Tuning arrays with rays: Physics-informed tuning of quantum dot charge
states
- URL: http://arxiv.org/abs/2209.03837v2
- Date: Thu, 28 Sep 2023 20:13:13 GMT
- Title: Tuning arrays with rays: Physics-informed tuning of quantum dot charge
states
- Authors: Joshua Ziegler and Florian Luthi and Mick Ramsey and Felix Borjans and
Guoji Zheng and Justyna P. Zwolak
- Abstract summary: Quantum computers based on gate-defined quantum dots (QDs) are expected to scale.
As the number of qubits increases, the burden of manually calibrating these systems becomes unreasonable.
Here, we demonstrate an intuitive, reliable, and data-efficient set of tools for an automated global state and charge tuning.
- Score: 0.0
- License: http://arxiv.org/licenses/nonexclusive-distrib/1.0/
- Abstract: Quantum computers based on gate-defined quantum dots (QDs) are expected to
scale. However, as the number of qubits increases, the burden of manually
calibrating these systems becomes unreasonable and autonomous tuning must be
used. There has been a range of recent demonstrations of automated tuning of
various QD parameters such as coarse gate ranges, global state topology (e.g.

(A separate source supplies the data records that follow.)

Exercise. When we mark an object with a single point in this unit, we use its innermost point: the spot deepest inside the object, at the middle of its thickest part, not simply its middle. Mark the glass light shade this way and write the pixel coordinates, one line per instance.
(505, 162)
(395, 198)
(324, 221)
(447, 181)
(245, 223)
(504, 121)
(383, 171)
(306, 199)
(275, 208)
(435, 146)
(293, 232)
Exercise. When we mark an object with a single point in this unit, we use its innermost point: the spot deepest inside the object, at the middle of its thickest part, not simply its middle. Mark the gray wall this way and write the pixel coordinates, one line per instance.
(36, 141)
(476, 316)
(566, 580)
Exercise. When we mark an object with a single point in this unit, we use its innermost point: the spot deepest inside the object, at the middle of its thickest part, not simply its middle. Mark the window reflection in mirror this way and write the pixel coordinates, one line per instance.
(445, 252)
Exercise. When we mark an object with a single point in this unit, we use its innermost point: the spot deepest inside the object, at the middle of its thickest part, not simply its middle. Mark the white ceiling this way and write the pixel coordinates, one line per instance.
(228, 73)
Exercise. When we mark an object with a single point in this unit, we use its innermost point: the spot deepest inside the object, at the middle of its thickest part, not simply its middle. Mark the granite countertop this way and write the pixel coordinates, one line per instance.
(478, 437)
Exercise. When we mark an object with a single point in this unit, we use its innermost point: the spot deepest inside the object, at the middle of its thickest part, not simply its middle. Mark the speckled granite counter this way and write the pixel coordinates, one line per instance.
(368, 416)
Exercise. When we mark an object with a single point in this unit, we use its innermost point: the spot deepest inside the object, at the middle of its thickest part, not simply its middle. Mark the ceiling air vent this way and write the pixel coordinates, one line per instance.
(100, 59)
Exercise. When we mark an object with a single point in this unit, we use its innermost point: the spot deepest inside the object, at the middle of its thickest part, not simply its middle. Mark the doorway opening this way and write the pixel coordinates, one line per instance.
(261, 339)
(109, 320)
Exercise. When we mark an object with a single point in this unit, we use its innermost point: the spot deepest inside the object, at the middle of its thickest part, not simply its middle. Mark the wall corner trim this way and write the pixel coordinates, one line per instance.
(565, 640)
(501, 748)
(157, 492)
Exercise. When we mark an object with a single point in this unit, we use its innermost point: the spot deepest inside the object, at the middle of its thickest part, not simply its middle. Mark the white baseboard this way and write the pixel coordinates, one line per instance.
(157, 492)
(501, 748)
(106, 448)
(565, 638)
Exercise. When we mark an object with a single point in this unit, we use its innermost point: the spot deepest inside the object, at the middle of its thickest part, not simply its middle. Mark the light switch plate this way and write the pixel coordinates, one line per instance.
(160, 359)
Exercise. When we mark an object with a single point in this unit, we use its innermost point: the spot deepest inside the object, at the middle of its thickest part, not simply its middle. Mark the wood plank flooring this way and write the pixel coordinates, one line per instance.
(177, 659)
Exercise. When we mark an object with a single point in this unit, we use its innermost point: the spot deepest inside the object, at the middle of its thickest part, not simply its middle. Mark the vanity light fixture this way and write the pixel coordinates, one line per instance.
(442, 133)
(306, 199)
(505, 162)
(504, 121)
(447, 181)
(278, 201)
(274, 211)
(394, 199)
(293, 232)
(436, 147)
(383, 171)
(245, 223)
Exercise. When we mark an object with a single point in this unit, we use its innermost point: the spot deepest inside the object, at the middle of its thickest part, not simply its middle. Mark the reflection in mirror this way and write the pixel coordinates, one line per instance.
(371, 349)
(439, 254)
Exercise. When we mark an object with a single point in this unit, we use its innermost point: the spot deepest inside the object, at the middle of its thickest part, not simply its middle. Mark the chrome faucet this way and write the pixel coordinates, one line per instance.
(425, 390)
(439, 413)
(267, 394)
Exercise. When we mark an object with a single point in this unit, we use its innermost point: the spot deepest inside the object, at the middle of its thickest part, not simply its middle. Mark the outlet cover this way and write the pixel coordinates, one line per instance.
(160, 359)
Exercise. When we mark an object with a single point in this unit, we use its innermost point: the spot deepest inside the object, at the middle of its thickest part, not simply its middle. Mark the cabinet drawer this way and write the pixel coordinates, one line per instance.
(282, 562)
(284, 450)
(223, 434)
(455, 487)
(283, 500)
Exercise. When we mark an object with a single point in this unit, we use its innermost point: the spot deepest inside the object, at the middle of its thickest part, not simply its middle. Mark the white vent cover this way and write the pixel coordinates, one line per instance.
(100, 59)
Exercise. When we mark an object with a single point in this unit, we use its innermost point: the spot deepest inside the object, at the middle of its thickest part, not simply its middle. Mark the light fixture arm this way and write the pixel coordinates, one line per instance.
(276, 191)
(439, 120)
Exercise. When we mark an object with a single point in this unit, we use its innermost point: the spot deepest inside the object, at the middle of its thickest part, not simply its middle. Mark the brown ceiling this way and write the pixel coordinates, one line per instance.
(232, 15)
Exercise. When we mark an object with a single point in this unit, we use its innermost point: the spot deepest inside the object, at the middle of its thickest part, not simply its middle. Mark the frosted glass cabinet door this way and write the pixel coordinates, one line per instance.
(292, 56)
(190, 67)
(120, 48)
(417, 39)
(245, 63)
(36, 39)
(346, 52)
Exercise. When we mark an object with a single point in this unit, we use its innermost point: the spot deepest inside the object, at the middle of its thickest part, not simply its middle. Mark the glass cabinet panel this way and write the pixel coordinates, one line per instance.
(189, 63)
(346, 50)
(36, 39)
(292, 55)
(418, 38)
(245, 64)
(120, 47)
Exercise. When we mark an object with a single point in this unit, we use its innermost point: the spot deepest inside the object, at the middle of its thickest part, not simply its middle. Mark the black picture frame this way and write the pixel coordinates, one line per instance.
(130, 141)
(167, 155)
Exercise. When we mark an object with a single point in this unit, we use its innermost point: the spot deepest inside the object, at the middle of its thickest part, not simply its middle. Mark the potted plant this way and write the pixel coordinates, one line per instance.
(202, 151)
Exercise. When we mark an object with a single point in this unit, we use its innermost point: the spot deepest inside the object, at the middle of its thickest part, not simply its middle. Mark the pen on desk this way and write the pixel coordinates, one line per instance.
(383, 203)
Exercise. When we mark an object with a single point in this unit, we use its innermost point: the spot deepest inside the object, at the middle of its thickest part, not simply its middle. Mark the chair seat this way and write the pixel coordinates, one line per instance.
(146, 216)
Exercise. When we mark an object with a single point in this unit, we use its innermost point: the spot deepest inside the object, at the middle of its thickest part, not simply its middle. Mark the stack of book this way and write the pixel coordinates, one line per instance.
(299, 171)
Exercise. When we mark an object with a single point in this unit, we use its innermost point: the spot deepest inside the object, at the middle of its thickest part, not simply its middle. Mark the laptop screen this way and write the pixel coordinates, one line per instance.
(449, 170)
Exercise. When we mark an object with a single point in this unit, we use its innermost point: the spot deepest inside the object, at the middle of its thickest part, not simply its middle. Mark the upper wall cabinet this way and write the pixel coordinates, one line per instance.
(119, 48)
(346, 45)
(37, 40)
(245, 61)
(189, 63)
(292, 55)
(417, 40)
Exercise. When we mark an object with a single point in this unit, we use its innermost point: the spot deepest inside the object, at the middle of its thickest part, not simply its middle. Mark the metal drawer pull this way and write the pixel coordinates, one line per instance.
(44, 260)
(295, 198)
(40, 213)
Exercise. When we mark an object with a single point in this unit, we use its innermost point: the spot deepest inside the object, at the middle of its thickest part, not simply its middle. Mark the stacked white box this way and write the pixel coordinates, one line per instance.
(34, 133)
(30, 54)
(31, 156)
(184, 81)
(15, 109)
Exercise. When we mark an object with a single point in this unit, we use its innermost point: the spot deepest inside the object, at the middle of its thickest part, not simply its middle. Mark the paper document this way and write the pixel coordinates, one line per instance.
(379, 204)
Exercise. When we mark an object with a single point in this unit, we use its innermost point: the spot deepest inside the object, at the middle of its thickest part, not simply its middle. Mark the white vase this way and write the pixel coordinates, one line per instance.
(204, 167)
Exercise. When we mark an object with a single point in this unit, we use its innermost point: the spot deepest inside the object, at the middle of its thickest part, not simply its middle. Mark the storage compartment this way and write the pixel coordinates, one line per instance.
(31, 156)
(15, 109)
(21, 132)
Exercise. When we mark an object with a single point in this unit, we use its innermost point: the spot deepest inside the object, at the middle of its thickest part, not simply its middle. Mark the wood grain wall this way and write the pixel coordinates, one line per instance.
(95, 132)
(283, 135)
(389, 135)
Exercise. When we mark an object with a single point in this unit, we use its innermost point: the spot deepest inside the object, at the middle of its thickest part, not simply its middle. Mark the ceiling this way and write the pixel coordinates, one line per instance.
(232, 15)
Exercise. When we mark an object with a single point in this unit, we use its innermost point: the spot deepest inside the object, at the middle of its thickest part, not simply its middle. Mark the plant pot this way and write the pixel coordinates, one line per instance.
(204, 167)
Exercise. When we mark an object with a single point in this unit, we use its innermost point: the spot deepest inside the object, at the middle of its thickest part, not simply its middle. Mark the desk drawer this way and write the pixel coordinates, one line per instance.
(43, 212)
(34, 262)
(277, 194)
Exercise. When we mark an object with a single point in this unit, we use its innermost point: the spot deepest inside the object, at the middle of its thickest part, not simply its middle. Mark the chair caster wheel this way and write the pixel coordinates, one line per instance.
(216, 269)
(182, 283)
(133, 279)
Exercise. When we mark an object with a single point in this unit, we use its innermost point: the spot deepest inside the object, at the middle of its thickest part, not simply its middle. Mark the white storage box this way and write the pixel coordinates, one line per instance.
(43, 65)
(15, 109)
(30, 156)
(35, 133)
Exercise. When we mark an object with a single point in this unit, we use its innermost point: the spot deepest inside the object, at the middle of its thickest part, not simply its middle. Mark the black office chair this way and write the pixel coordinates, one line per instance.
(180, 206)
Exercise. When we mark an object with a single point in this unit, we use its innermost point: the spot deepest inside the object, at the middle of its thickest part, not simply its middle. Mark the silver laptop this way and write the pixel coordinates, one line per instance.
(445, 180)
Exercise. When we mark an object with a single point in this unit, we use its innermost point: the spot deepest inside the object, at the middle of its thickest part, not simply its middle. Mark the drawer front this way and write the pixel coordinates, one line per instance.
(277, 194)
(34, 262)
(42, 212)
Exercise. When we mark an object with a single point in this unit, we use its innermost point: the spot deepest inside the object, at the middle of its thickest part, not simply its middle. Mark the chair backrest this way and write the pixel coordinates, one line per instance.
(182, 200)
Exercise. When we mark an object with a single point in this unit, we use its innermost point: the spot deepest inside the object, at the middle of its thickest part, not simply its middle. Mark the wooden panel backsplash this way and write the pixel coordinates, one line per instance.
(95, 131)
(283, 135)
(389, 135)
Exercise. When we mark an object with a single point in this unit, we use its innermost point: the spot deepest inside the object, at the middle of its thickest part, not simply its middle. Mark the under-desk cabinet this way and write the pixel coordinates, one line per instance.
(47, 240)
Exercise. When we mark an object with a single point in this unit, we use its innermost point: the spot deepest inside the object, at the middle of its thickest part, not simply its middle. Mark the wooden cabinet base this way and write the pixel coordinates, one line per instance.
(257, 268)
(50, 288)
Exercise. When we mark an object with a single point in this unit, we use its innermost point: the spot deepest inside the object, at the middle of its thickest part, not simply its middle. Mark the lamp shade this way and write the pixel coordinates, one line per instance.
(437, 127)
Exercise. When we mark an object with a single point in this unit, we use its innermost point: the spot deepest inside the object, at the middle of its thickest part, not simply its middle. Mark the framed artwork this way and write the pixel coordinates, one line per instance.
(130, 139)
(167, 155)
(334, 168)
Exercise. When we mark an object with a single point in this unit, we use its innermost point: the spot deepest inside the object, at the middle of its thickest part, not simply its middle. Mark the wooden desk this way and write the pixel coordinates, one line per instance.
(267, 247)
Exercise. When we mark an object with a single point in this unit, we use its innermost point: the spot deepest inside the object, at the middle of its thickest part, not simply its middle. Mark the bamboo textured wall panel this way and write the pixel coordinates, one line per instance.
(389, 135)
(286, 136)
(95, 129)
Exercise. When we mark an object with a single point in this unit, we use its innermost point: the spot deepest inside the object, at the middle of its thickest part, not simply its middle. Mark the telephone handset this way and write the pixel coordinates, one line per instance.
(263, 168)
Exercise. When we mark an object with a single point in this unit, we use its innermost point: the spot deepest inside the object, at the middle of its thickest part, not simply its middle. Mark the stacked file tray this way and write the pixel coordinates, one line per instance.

single QD, double QD), charge, and tunnel coupling with a variety of methods.
Here, we demonstrate an intuitive, reliable, and data-efficient set of tools
for an automated global state and charge tuning in a framework deemed
physics-informed tuning (PIT). The first module of PIT is an action-based
algorithm that combines a machine learning classifier with physics knowledge to
navigate to a target global state. The second module uses a series of
one-dimensional measurements to tune to a target charge state by first emptying
the QDs of charge, followed by calibrating capacitive couplings and navigating
to the target charge state. The success rate for the action-based tuning
consistently surpasses 95 % on both simulated and experimental data suitable
for off-line testing. The success rate for charge setting is comparable when
testing with simulated data, at 95.5(5.4) %, and only slightly worse for
off-line experimental tests, with an average of 89.7(17.4) % (median 97.5 %).
It is noteworthy that the high performance is demonstrated both on data from
samples fabricated in an academic cleanroom as well as on an industrial 300 mm}
process line, further underlining the device agnosticism of PIT. Together,
these tests on a range of simulated and experimental devices demonstrate the
effectiveness and robustness of PIT.